Posez à un LLM brut une question sur les docs internes de votre entreprise ou un code privé, et il dira soit qu'il ne sait pas, soit, pire, inventera quelque chose avec assurance — il n'a jamais été entraîné sur vos données. Le RAG (génération augmentée par récupération) corrige cela sans rien réentraîner : récupérer d'abord le texte pertinent, puis laisser le modèle répondre ancré dedans. Ce guide explique ce qu'est le RAG, comment le pipeline fonctionne étape par étape, pourquoi il bat le fine-tuning pour les faits, et ses limites honnêtes.
Ce qu'est réellement le RAG
Le RAG combine deux parties : un récupérateur qui trouve les passages pertinents d'une source de connaissances, et un générateur (le LLM) qui rédige une réponse à partir de ces passages. Au lieu d'espérer que le modèle a mémorisé le bon fait à l'entraînement, vous allez chercher le fait au moment de répondre et le mettez dans le prompt.
Le modèle mental clé : le LLM n'apprend pas vos documents. À chaque question, le système tire les morceaux pertinents et le modèle les lit à neuf — comme un examen à livre ouvert plutôt qu'un rappel de mémoire.
Comment fonctionne le pipeline
- Découper — segmenter les documents en passages assez petits pour être précis mais assez grands pour garder le contexte.
- Encoder — transformer chaque segment en vecteur (représentation numérique du sens) avec un modèle d'embedding.
- Stocker — conserver les vecteurs dans une base vectorielle ou un index.
- Récupérer — encoder la question entrante et trouver les segments les plus similaires.

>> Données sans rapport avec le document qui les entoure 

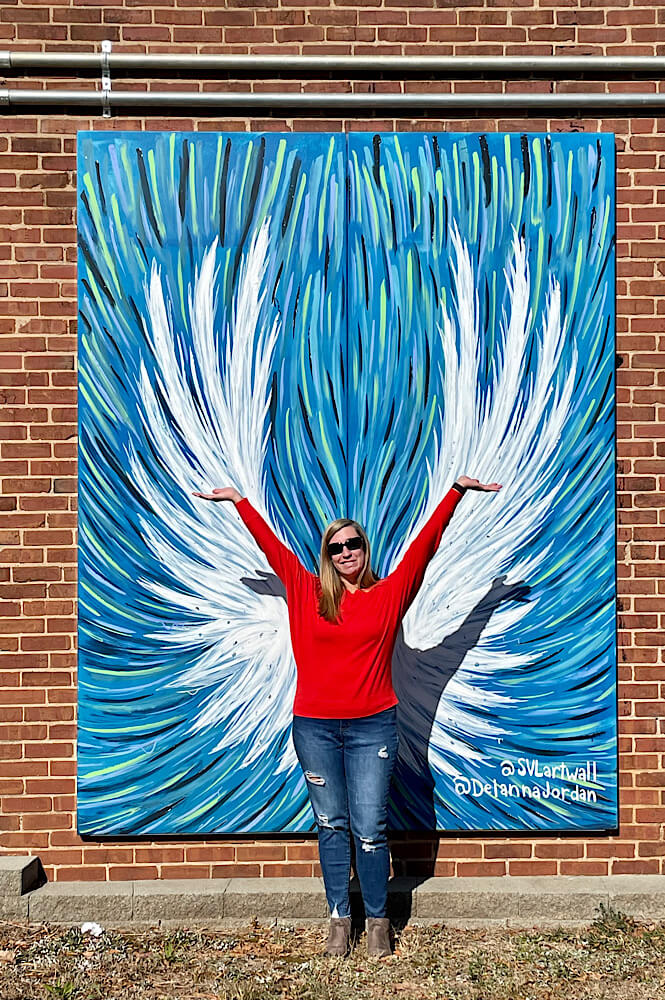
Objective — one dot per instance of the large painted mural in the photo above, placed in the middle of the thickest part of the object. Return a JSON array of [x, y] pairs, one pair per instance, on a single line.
[[341, 325]]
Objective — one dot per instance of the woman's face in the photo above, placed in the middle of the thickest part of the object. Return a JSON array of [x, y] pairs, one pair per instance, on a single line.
[[348, 562]]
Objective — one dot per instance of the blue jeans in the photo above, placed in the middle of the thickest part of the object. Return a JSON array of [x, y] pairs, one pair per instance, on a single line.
[[348, 764]]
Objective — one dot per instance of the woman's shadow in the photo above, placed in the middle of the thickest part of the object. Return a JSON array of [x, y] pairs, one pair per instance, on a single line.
[[420, 677]]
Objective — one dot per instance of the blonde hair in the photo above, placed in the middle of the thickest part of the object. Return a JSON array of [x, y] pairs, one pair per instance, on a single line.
[[332, 587]]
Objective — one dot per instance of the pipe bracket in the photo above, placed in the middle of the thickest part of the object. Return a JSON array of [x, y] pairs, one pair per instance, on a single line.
[[106, 78]]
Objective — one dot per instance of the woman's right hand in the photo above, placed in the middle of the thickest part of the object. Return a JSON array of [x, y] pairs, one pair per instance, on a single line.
[[223, 493]]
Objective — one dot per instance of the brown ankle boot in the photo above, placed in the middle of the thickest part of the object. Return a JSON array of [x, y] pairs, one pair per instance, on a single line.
[[338, 936], [378, 937]]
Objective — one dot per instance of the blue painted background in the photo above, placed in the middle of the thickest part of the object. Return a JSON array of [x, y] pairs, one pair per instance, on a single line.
[[345, 325]]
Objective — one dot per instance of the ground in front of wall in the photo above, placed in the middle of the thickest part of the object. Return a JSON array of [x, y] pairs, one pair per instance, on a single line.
[[614, 958]]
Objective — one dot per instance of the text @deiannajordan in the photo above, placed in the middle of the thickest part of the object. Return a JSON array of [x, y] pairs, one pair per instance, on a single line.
[[542, 781]]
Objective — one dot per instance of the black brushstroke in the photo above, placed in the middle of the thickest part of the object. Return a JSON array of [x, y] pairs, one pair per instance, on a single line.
[[84, 199], [332, 398], [437, 154], [389, 422], [305, 416], [415, 447], [606, 260], [376, 145], [147, 196], [274, 287], [598, 161], [592, 226], [272, 405], [327, 481], [574, 223], [142, 249], [222, 192], [182, 186], [295, 170], [365, 271], [392, 223], [412, 215], [526, 163], [253, 195], [386, 478], [90, 261], [100, 188], [487, 168]]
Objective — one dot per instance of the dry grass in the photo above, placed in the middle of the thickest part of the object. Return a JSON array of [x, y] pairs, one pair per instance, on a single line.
[[614, 957]]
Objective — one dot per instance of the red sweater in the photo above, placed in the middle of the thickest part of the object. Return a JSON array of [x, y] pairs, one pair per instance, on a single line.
[[344, 669]]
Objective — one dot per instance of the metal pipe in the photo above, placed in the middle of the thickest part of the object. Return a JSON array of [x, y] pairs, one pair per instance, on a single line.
[[347, 67], [345, 103]]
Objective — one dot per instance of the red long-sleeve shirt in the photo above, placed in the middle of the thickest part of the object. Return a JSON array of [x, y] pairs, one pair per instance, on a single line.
[[344, 668]]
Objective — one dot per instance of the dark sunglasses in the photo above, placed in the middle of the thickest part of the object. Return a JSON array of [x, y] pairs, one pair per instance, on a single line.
[[352, 544]]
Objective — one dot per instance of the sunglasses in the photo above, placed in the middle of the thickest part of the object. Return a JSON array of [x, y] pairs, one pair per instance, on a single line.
[[352, 544]]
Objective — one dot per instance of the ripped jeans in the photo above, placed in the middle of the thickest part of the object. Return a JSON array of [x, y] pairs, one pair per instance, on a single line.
[[348, 764]]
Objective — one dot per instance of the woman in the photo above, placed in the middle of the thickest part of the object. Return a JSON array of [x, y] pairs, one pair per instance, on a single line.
[[343, 627]]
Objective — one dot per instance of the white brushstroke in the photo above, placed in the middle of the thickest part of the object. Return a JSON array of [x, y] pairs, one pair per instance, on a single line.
[[238, 640]]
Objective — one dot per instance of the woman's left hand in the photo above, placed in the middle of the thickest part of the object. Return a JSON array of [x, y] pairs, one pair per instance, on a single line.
[[475, 484]]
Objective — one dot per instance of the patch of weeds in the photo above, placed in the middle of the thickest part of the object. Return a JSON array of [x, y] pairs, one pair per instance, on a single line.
[[611, 922], [477, 968], [64, 989]]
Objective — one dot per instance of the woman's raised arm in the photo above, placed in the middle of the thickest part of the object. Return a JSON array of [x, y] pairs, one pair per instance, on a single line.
[[408, 576]]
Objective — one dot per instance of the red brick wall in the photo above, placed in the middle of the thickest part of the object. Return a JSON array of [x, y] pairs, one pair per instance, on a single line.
[[38, 402]]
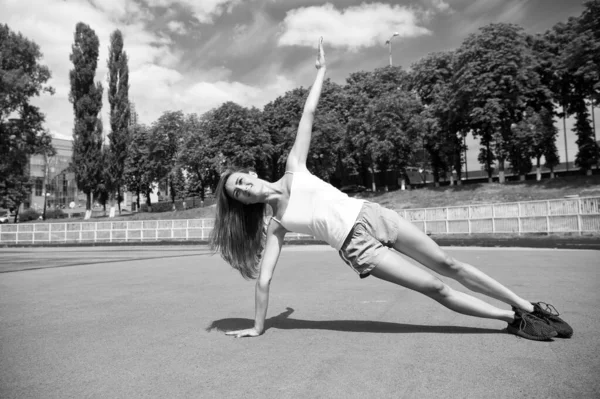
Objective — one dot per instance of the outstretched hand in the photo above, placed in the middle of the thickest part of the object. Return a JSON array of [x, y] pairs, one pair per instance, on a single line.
[[250, 332], [320, 55]]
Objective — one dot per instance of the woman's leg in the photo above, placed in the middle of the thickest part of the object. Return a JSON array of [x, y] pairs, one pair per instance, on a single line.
[[414, 243], [393, 268]]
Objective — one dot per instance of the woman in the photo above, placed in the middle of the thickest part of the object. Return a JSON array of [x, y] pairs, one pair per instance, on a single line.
[[366, 235]]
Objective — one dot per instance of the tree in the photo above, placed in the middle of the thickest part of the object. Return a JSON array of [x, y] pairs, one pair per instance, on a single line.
[[237, 138], [388, 131], [494, 82], [431, 78], [22, 78], [86, 98], [280, 120], [196, 155], [136, 174], [164, 141], [118, 98], [581, 60], [361, 90]]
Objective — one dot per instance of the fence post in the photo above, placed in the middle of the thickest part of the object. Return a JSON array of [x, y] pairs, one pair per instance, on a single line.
[[579, 211], [519, 217], [447, 226], [469, 218], [547, 217]]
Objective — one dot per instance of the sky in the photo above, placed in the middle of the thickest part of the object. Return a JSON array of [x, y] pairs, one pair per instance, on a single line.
[[193, 55]]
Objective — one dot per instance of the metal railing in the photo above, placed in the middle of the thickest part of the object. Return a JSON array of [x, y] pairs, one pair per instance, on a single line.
[[574, 215]]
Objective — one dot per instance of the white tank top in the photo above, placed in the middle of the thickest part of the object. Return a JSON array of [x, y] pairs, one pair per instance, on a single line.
[[319, 209]]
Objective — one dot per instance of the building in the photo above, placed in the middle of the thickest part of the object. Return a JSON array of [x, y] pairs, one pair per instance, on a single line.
[[61, 187]]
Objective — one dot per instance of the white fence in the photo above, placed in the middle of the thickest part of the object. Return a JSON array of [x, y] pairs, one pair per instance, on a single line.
[[578, 215]]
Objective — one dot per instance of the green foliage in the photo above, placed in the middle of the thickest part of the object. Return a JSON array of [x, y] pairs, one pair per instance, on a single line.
[[118, 98], [86, 98], [29, 214], [137, 177], [495, 81], [55, 214], [431, 79], [236, 138], [22, 77]]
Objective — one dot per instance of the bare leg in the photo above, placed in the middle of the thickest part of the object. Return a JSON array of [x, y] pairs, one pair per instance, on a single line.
[[414, 243], [393, 268]]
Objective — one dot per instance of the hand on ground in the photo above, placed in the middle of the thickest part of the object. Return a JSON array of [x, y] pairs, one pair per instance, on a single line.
[[250, 332]]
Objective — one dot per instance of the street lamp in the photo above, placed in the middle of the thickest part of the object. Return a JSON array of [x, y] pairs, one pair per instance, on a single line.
[[389, 43]]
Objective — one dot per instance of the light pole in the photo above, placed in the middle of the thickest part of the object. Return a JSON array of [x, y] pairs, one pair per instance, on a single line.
[[389, 43]]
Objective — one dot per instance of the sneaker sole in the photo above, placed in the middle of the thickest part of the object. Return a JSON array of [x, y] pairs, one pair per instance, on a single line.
[[520, 333]]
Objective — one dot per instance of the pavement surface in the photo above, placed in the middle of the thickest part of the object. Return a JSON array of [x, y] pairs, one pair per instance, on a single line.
[[148, 322]]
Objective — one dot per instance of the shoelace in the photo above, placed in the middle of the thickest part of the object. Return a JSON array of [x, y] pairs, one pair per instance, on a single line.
[[549, 308], [523, 323]]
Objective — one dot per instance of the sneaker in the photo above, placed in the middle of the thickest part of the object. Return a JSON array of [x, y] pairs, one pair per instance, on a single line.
[[550, 315], [528, 326]]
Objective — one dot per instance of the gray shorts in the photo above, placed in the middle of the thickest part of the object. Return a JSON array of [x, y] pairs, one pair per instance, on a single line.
[[373, 233]]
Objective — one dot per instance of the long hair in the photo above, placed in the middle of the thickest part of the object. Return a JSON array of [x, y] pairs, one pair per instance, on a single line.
[[239, 230]]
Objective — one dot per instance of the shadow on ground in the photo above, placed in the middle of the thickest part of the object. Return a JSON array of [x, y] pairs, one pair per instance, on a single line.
[[282, 321]]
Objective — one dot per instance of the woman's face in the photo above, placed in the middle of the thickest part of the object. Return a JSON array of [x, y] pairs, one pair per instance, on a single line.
[[244, 187]]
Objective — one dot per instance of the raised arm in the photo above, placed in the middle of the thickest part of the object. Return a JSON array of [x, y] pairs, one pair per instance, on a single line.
[[297, 159], [274, 241]]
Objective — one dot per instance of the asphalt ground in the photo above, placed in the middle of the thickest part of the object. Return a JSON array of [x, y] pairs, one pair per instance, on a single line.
[[148, 322]]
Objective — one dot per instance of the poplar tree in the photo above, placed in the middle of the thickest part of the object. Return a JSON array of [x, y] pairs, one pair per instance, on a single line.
[[118, 98], [22, 77], [86, 97]]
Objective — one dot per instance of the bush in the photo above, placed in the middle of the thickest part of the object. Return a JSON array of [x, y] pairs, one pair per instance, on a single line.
[[167, 206], [55, 214], [28, 214]]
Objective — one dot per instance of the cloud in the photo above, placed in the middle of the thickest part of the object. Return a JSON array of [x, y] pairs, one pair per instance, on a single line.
[[440, 5], [353, 28], [177, 27], [203, 10]]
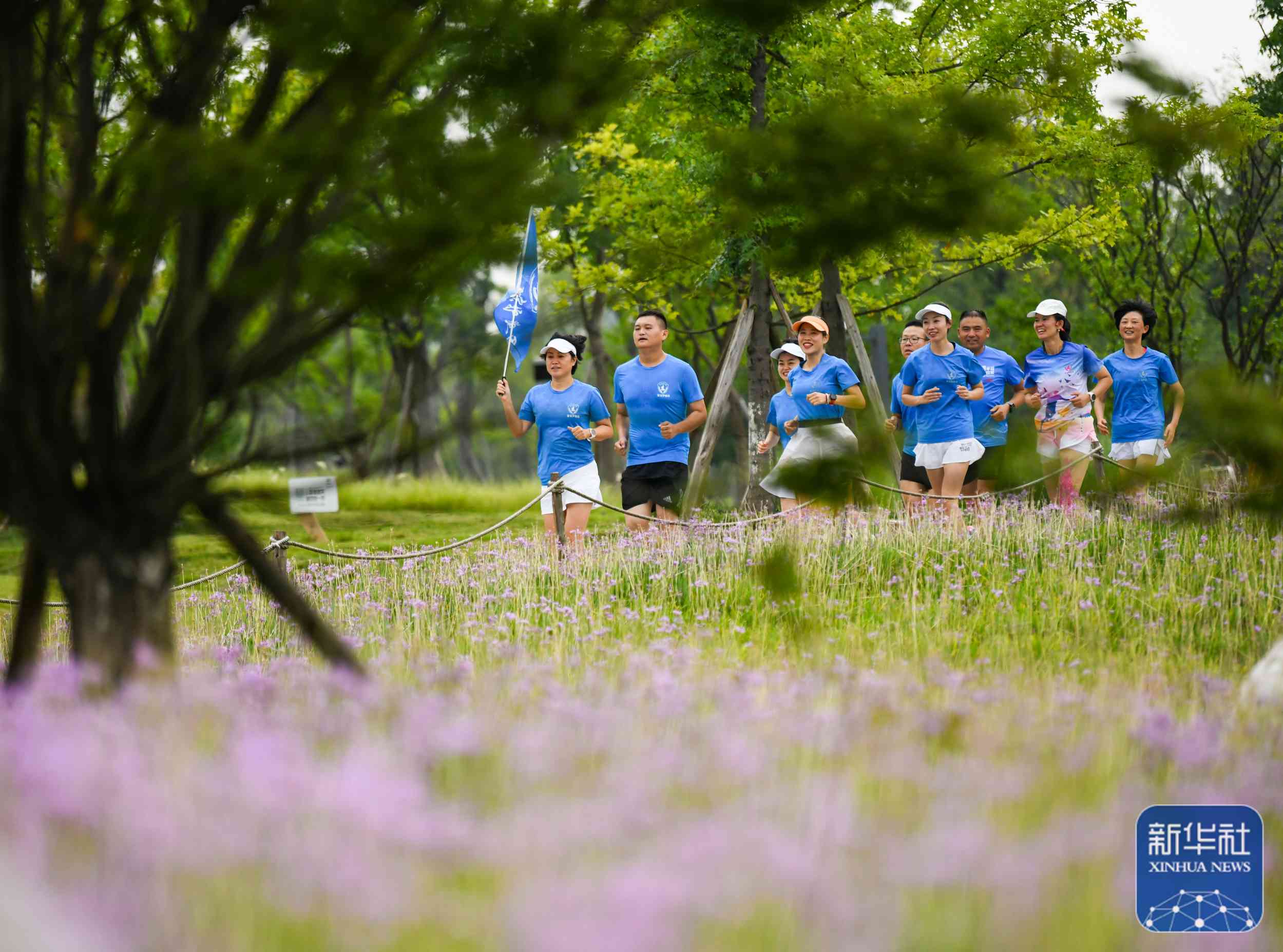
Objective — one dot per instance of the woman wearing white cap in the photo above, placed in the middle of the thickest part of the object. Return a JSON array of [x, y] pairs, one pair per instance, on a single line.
[[787, 358], [570, 416], [824, 388], [939, 380], [1140, 434], [1056, 387]]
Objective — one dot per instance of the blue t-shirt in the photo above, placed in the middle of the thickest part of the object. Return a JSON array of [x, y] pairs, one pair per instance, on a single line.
[[656, 395], [782, 411], [554, 412], [831, 376], [908, 415], [1138, 394], [1058, 380], [1000, 370], [950, 417]]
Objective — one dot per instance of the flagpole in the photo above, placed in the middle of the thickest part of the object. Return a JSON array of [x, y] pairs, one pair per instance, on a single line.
[[516, 277]]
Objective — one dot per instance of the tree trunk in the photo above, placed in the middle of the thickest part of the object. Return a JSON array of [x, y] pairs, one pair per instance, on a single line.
[[761, 374], [119, 602], [831, 287], [761, 385]]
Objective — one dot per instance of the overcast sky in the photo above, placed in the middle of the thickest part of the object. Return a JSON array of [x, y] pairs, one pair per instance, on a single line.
[[1207, 42]]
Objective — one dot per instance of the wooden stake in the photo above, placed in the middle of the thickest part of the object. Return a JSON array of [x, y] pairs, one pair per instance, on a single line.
[[719, 407], [560, 518], [279, 554], [870, 382]]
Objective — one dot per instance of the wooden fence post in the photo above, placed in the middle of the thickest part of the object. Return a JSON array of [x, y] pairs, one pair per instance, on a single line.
[[279, 552], [870, 382], [559, 518], [718, 408]]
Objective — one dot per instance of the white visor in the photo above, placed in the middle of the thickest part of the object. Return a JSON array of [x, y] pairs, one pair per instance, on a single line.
[[934, 310], [1050, 307], [559, 344]]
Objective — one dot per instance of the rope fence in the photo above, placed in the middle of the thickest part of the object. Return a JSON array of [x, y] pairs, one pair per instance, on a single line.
[[559, 487]]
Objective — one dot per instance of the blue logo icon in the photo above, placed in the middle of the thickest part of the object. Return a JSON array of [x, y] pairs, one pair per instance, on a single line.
[[1199, 869]]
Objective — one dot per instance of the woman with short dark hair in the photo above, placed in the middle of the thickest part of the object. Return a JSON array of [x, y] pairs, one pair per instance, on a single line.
[[1056, 376], [571, 416], [1140, 434], [824, 388]]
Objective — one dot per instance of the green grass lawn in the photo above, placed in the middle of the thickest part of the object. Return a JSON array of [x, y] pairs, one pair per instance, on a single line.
[[375, 515]]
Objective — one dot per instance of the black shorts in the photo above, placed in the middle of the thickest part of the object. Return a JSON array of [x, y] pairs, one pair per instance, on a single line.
[[988, 467], [911, 472], [661, 484]]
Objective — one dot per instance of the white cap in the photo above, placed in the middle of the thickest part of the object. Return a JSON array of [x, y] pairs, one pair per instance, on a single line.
[[937, 308], [560, 344], [1050, 307]]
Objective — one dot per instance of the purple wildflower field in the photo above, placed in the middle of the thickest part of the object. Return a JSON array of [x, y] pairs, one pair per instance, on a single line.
[[793, 737]]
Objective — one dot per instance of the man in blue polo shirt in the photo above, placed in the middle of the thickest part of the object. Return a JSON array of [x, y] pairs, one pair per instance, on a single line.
[[659, 405], [989, 413]]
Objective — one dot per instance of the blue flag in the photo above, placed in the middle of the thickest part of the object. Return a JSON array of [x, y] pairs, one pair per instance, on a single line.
[[518, 312]]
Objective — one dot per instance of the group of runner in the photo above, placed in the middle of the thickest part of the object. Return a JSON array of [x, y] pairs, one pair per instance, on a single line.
[[951, 401], [952, 451]]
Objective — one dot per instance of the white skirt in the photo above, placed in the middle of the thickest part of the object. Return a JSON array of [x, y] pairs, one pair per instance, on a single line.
[[811, 444], [585, 479], [933, 456], [1141, 448]]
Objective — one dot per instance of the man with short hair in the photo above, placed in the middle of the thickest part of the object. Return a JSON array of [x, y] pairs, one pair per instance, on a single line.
[[659, 405], [989, 413]]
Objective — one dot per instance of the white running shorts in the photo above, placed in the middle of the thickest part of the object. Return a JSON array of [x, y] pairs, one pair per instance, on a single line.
[[584, 479], [811, 444], [1141, 448], [934, 456]]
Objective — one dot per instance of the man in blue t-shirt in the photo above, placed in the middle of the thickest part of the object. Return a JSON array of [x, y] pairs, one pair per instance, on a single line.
[[659, 403], [989, 413]]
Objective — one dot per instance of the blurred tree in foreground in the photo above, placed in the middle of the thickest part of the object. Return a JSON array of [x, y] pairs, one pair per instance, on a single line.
[[194, 194]]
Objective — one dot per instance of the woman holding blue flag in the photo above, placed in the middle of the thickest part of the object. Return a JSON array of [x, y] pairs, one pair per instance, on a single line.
[[570, 416], [1140, 433]]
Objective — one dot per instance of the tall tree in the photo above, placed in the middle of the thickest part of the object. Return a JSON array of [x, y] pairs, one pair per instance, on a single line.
[[193, 186]]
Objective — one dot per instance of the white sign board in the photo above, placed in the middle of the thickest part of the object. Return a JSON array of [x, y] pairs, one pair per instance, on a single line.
[[315, 494]]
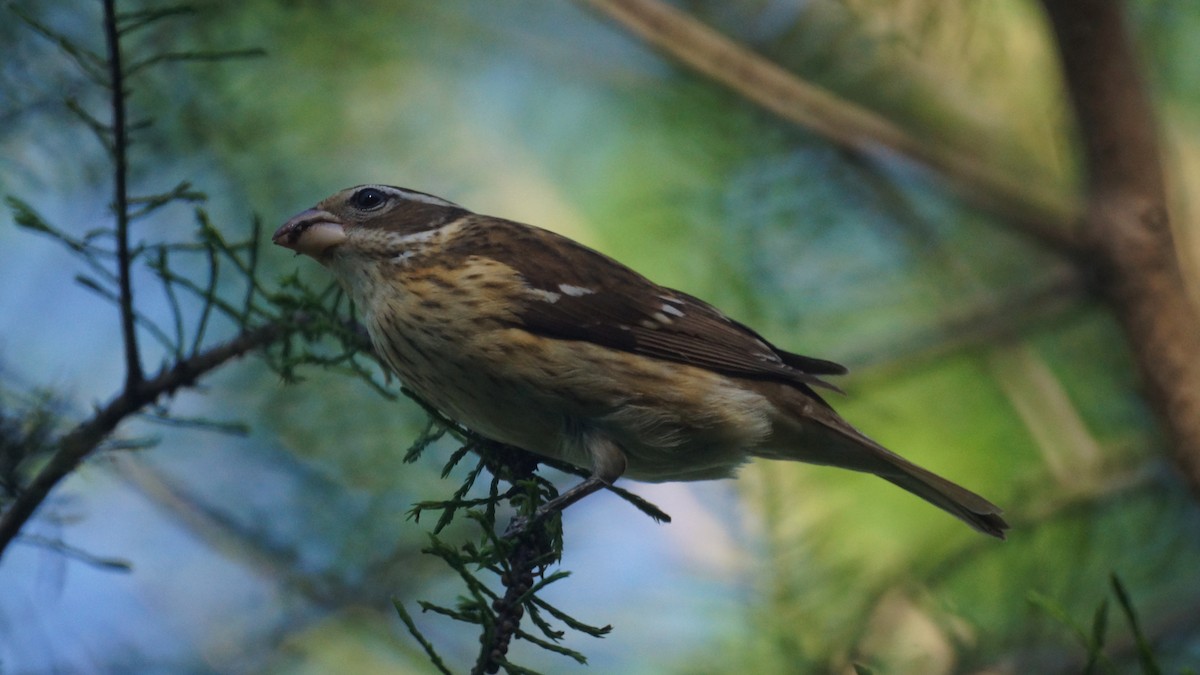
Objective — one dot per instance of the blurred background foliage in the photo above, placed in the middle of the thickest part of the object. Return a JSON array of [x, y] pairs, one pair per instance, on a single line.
[[972, 351]]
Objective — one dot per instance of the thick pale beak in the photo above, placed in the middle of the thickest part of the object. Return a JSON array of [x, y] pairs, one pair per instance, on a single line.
[[311, 232]]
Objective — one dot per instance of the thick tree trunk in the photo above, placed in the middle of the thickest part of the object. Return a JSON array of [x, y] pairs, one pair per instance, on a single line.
[[1126, 230]]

- Augmenter & générer — insérer les segments récupérés dans le prompt à côté de la question ; le LLM répond ancré dedans, idéalement avec citations.
Mettez à jour vos connaissances en changeant les documents — pas de réentraînement, pas d'attente.
RAG vs fine-tuning
Une confusion courante. Le fine-tuning ajuste les poids du modèle — bon pour changer le style ou la compétence, mauvais et coûteux pour injecter des faits, et périmé dès que vos données changent. Le RAG laisse le modèle fixe et fournit les faits au moment de la requête : les connaissances restent à jour, privées et citables. Pour « répondre à des questions sur mes documents ou mon code », le RAG est presque toujours le bon outil. Réservez le fine-tuning pour changer le comportement, pas pour mémoriser une base de connaissances.
Les limites honnêtes
Le RAG réduit l'hallucination mais ne l'abolit pas. Il ne vaut que sa récupération :
- Si le bon passage n'est pas récupéré, le modèle peut quand même deviner.
- Si des segments hors sujet sont injectés, ils peuvent induire la réponse en erreur.
- La stratégie de découpage et le modèle d'embedding comptent souvent plus que le LLM choisi.
Le RAG est un ancrage, pas une garantie — traitez la qualité de récupération comme la chose à concevoir.
Le bâtir en privé
Vous pouvez exécuter tout le pipeline sur votre propre matériel : un modèle d'embedding et un LLM locaux via Ollama, plus un magasin de vecteurs local, pour que les documents sensibles ne quittent jamais votre machine. Pour choisir le modèle qui génère la réponse finale, voyez notre guide des meilleurs LLM locaux pour coder. L'architecture est identique en local ou dans le cloud — seul change l'endroit où vivent le calcul et les données.
En résumé
Le RAG est la façon pratique de faire répondre un LLM avec exactitude sur des informations sur lesquelles il n'a jamais été entraîné : récupérer le texte pertinent, ancrer la réponse dedans, citer la source. Il bat le fine-tuning pour les faits, peut tourner entièrement en privé avec des modèles locaux, et réduit l'hallucination — à condition d'investir dans une bonne récupération, car le RAG ne vaut jamais que les passages qu'il tire.